In the opening scene, Bates’ father dies.  We then flash forwards to six months later, where Bates’ mom, Norma (Vera Farmiga), is driving him to their new home, a motel, which they will now run, and is destined to be the fabled Bates Motel.  Norman is already a little bit of a weirdo, and it seems like that’s due mostly do his super controlling, passive aggressive and seriously fucked up mother.  His mom keeps moving him around and is pretty much the only person he communicates with on a regular basis, and she seems to do her best to ensure that he doesn’t develop any other relationships.  Some girls who live nearby want to hang out with Norman, but his mom keeps trying to prevent it, and she tries to caution Norman against joining the track team, which his adviser recommends.  It’s a field day for looking out for potential signs of what could drive him bonkers, from the behavior of his mother, to his behavior with the girls at school, but since this is a TV show without a set number of episodes it’s going to take a while to get to crazy Norman presumably.

The show also has sort of an American Horror Story feel.  In the first episode, a creepy and irate W. Earl Brown (Dan Dority from Deadwood) comes up to the motel and reams them out, explaining that the motel was built by his family and is, and will always be, his.  He pops up again later on, invading the motel at night, tying up and raping Norma, until Norman, arriving late because he had snuck out and was at a party, hits him over the head.  When he comes to, Norma stabs him to death out of rage, and insisting that no one would ever stay at the motel if this went public, convinces her son to help her wrap up the body and dispose of it.  Mother of the year, right?  Later the police, led by a sheriff played by Drug of Nation favorite Nestor Carbonell wonder by the motel randomly, and almost walk into the body, hidden in a bathtub, before it’s disposed of.  Norman finds some creepy and strange notebook under some carpeting him and his mother are pulling up.  Also, in the last couple of seconds, there’s a mysterious flash to some person being held capture and injected with something without any way to put that scene into any context.

As mentioned before, there’s a limiting factor to knowing the kid is going to grow up to become a serial killer, but there’s certainly room for an interesting journey getting there.  I enjoyed the episode more than I thought I would.  It was sometimes a little bit difficult to watch the way poor Norman is treated by his mother, who seems like the real villain of the series so far.  It definitely combines a potential high school show with a horror show, which is an interesting combination, and I’m honestly just curious in what direction the show leads, because I don’t think it’s obvious, in terms of what aspects the show focuses on, or how gory versus psychological it gets.
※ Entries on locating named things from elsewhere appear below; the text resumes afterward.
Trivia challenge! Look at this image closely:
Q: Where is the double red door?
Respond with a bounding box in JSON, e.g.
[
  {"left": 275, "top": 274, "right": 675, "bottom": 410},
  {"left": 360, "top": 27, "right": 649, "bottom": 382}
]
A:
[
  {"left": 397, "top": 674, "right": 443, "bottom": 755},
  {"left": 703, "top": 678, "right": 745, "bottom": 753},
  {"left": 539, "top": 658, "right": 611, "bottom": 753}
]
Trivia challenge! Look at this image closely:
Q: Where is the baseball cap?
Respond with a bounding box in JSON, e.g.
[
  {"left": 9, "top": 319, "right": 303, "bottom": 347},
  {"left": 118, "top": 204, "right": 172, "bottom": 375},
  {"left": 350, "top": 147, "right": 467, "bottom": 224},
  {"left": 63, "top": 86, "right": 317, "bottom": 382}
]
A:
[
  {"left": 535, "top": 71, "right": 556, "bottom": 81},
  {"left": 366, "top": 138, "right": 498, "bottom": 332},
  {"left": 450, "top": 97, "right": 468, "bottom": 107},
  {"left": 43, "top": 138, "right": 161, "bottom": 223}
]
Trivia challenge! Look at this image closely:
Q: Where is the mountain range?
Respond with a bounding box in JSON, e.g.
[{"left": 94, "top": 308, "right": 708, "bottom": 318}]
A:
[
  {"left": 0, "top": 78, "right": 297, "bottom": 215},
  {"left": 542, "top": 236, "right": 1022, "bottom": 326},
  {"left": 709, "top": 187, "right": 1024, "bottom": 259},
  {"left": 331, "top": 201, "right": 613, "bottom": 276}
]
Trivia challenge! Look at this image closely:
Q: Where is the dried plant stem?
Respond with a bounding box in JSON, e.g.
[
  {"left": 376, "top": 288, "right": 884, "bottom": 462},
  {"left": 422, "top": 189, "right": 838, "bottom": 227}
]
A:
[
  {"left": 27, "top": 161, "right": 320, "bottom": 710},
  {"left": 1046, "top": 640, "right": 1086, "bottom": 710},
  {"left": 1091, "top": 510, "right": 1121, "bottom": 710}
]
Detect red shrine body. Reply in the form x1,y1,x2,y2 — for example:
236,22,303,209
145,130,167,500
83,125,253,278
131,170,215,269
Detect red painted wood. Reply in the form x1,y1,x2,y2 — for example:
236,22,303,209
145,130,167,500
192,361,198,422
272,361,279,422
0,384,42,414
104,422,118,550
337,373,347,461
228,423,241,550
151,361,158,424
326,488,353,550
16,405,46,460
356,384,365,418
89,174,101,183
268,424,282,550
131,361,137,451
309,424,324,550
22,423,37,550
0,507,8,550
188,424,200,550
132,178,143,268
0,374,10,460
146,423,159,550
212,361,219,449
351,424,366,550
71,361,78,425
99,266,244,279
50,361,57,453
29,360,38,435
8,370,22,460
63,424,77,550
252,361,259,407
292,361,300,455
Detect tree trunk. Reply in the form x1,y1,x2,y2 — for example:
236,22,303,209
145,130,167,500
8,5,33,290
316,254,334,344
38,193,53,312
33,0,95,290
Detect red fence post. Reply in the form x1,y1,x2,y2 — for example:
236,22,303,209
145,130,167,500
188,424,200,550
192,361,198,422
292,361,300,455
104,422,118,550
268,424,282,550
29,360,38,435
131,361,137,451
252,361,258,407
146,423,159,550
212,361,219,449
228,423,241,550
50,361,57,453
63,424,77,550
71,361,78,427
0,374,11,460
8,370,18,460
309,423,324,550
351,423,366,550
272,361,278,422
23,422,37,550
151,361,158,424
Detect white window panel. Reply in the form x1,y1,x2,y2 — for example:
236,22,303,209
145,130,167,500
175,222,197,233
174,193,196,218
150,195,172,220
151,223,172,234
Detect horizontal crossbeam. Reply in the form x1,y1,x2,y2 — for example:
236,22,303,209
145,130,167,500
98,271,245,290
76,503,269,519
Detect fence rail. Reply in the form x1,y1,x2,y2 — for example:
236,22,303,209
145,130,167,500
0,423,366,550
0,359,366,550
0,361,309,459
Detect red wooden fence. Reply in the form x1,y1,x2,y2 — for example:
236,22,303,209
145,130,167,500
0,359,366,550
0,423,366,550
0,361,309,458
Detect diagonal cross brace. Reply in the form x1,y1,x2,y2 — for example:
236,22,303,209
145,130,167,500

Will I watch it again?  I’ll say yes, because I think it’s worth a second episode, but it’s far enough down on my queue that I can’t be sure I actually will.  It’s jumped above The Following on shows I had said I would watch again but don’t feel like immediately watching (admittedly influenced by the fact that everyone I’ve talked to says The Following gets way worse).  I liked it overall, but I didn’t feel, like when I watched Americans, that it had the potential to be great, or like with Hannibal, that I immediately wanted to watch the next episode.